Ein König ohne Schatztruhe ist so betrachtet auch Prof. Dr. Peter Drewek, Dekan der Professional School of Education (PSOE) an der Uni Bochum. Das nordrhein-westfälische Hochschulgesetz gibt diesen Schools und Zentren für Lehrerbildung nicht die Hoheit über die Finanzen. Allerdings gewährt das Gesetz Gestaltungsmöglichkeiten bei Forschung, Nachwuchsförderung und Weiterbildung, also bei der Ausbildung der Ausbilder. Für Drewek ist das ein wichtiger Punkt: „Wir können viel über die Notwendigkeit und die Qualität der Fachdidaktik reden. Erstmal müssen wir genügend Fachdidaktiker haben.“ In NRW hilft, dass für den Aufbau der Schools seit 2010 jährlich 4,6 Millionen an Sondermitteln fließen. Zudem fördert das Land die Fachdidaktik. So konnten in Bochum zusätzlich vier Juniorprofessorinnen eingestellt werden.

All diese Beispiele zeigen: Viele Protagonisten in diesem Stück mit dem Titel „Reform der Lehrerausbilung“ haben längst erkannt, wo sie ansetzen müssen.

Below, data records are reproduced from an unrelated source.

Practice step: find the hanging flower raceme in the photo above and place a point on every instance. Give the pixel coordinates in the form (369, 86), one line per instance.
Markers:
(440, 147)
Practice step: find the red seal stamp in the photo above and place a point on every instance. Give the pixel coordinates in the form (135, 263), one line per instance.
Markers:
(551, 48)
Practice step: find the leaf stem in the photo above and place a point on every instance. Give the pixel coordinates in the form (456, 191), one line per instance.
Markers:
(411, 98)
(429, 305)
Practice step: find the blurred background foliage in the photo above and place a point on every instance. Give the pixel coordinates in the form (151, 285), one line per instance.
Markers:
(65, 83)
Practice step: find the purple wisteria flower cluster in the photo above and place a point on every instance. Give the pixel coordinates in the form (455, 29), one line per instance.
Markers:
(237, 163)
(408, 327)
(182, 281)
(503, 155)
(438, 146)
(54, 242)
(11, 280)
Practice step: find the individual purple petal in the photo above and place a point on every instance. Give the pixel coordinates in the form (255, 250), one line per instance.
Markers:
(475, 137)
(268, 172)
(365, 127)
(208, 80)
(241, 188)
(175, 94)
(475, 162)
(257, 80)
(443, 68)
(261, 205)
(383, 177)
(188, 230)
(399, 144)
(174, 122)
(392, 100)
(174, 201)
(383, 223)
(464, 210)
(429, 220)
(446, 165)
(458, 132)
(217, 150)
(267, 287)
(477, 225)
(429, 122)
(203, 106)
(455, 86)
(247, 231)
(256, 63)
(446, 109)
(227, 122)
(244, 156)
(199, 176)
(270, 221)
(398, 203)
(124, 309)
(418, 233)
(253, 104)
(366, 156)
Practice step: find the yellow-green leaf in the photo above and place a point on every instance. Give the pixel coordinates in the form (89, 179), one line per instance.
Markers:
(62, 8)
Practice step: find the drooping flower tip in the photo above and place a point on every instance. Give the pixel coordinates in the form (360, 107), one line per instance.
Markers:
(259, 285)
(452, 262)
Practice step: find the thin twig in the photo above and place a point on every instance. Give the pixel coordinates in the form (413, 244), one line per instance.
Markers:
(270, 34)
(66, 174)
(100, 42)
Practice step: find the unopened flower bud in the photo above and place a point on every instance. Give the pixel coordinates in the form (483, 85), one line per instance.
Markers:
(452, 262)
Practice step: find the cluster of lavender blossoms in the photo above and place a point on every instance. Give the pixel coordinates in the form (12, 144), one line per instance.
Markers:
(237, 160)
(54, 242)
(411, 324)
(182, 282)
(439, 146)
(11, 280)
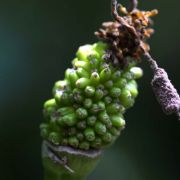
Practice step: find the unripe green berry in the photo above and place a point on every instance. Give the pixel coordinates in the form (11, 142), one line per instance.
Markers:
(116, 75)
(73, 141)
(136, 72)
(50, 103)
(70, 119)
(95, 78)
(81, 113)
(89, 134)
(105, 74)
(72, 131)
(132, 87)
(107, 100)
(65, 111)
(44, 130)
(107, 137)
(82, 73)
(91, 120)
(100, 128)
(109, 84)
(82, 83)
(84, 145)
(126, 98)
(103, 117)
(121, 83)
(94, 62)
(97, 143)
(89, 91)
(60, 85)
(64, 142)
(88, 103)
(82, 64)
(84, 51)
(101, 105)
(54, 138)
(81, 125)
(128, 75)
(117, 121)
(115, 92)
(114, 131)
(94, 109)
(98, 94)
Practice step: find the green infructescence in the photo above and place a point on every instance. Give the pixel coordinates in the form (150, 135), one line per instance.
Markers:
(88, 106)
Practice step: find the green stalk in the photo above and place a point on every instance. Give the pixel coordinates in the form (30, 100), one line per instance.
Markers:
(66, 163)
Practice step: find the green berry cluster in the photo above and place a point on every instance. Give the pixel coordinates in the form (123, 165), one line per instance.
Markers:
(87, 108)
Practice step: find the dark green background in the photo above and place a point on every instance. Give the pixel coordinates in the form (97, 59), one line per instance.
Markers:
(38, 39)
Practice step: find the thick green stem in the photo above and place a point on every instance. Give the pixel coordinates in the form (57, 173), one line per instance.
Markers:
(66, 163)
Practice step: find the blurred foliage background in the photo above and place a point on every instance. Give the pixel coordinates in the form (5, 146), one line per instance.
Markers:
(38, 40)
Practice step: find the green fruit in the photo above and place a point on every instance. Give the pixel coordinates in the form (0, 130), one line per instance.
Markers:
(136, 72)
(81, 113)
(89, 134)
(117, 121)
(82, 83)
(86, 111)
(115, 92)
(89, 91)
(84, 145)
(100, 128)
(105, 74)
(91, 120)
(70, 119)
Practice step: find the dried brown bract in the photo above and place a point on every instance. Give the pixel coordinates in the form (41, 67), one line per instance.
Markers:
(127, 34)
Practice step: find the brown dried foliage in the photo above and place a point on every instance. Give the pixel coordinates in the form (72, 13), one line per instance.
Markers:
(127, 34)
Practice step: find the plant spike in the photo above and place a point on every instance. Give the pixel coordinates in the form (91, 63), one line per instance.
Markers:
(85, 114)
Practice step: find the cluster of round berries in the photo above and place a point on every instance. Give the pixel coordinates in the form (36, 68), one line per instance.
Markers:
(87, 108)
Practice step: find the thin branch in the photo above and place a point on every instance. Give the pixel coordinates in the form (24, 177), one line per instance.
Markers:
(134, 5)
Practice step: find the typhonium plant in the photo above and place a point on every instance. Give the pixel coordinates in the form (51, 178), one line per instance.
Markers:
(86, 112)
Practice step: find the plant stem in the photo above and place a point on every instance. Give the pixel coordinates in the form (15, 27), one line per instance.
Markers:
(66, 163)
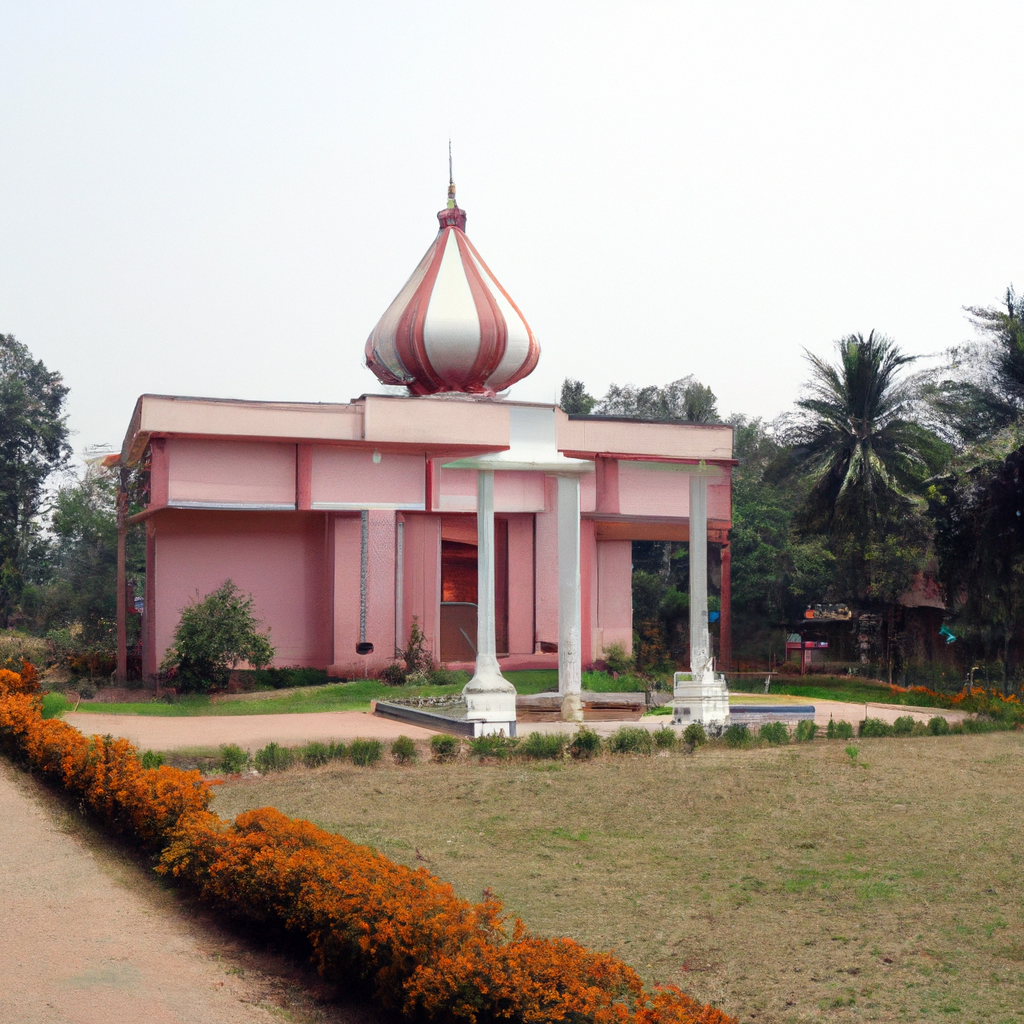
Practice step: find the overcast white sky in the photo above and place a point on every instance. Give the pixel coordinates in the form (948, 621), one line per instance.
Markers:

Das Paradoxe daran ist, dass all diese lokalen Ansätze das Gesamtproblem nicht lösen, sondern verschärfen, nämlich die Uneinheitlichkeit der Ausbildung, die zu unterschiedlichen Abschlüssen und damit zu reduzierter Mobilität von Lehrern in Deutschland führt. Bei diesem Durcheinander können die Standards für die Lehrerbildung nicht viel ausrichten, die die Kultusministerkonferenz 2008 beschlossen hat. Sie fließen langsam in die Prüfungsordnungen ein, lassen aber Interpretationsspielraum.

„Wir haben keinen Zielkonflikt. Es ist nur noch eine Frage der Form.“

Die Qualitätsoffensive könnte den Reformideen Rückenwind geben. Das heißt: Geld vom Bund. Udo Rauin in Frankfurt würde damit mehr Projekte in der Bildungsforschung starten und Auswahlverfahren einführen, mit Zeit für Gespräche. Peter Drewek aus Bochum hält mehr Kooperationen mit Schulen und die Begleitung der praktischen Ausbildung für dringend nötig. Die GEW will grundsätzlich mehr Stellen, um die Betreuung der Studierenden zu verbessern. Darin liegt für sie das Hauptproblem, von dem die Diskussion um Ausbildungsmodelle nur ablenke. Noch blockieren die Länder. Doch der Generalsekretär der GWK, Dr. Hans-Gerhard Husung, blickt zuversichtlich ins Frühjahr: „Wir haben keinen Zielkonflikt“, sagt er: „Es ist nur noch eine Frage der Form.“ Aber auch an Formfehlern ist schon vieles gescheitert.